= Elizabeth McIngvale =

American activist (born 1987)

Elizabeth McIngvale (born 1987) is the founder of Peace of Mind, a non-profit organization for people with obsessive–compulsive disorder (OCD). She herself was diagnosed with OCD at the age of 12, and at age 18 became the national spokesperson for the International OCD Foundation. She lives in Houston, Texas, and is the daughter of area businessman Jim McIngvale and his wife Linda.

At one point, doctors believed McIngvale's OCD was too severe to be treated. Her rituals included having to repeat menial tasks 42 times, obsessions with religious symbolism, and washing her hands over a hundred times a day. She engaged in exposure with response prevention (ERP) treatment for her OCD and now successfully manages her illness.

She completed her bachelor's degree in 2009 and Master's in 2010 from Loyola University Chicago.

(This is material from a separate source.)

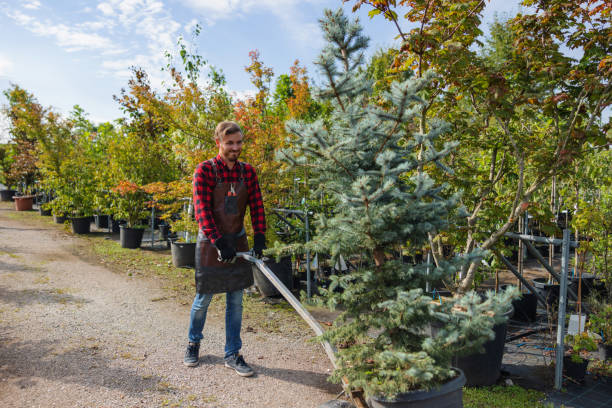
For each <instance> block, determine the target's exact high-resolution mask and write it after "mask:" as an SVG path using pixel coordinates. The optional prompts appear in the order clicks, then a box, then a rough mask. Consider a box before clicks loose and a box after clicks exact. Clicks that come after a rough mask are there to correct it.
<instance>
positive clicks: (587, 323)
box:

She earned her PhD from the University of Houston's Graduate College of Social Work in 2014 and her MBA from the Kellogg school of business management at Northwestern University. She is an adjunct assistant professor at Baylor College of Medicine. McIngvale is the director of the OCD Institute of Texas, a specialized residential and intensive treatment center for OCD. McIngvale serves on multiple non-profit boards and is an advocate/speaker for mental illness on a national platform. McIngvale also founded and runs the OCD Challenge website which is a free self-help website for OCD.